Authored by York Health Economic Consortium and in partnership with Diabetes UK, the diabetes research charity JDRF and Sanofi Diabetes, the Impact Diabetes report also suggests that the cost of treating diabetes complications will double, from £7.7bn to 13.5bn during this period.
According to the report, 79 per cent of current NHS diabetes spending goes on complications, however, investing in 'checks and services' could help reduce this cost.
“This report shows that without urgent action, the already huge sums of money being spent on treating diabetes will rise to unsustainable levels that threaten to bankrupt the NHS,” said Barbara Young, chief executive of Diabetes UK.
“But the most shocking part of this report is the finding that almost four-fifths of the NHS diabetes spending goes on treating complications that in many cases could have been prevented.
“The failure to do more to prevent these complications is both a tragedy for the people involved and a damning indictment of the failure to implement the clear and recommended solutions. Unless the Government and the NHS start to show real leadership on this issue, this unfolding public health disaster will only get worse”.

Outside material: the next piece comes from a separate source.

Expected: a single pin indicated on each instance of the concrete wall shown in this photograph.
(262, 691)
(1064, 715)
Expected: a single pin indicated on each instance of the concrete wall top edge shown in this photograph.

JDRF commended the report for having separately listed the causes and costs of Type 1 diabetes, against the challenges and costs of Type 2. They also called for more research to be done to assist the economic impact on families, the NHS and the economy.
Sanofi, who earlier this year invested $3.1m into diabetes research with the University of California, have said that they plan to continue examining the cost impact of adopting NICE guidelines across the UK, which aims to use effective management in order to reduce the cost burden of diabetes.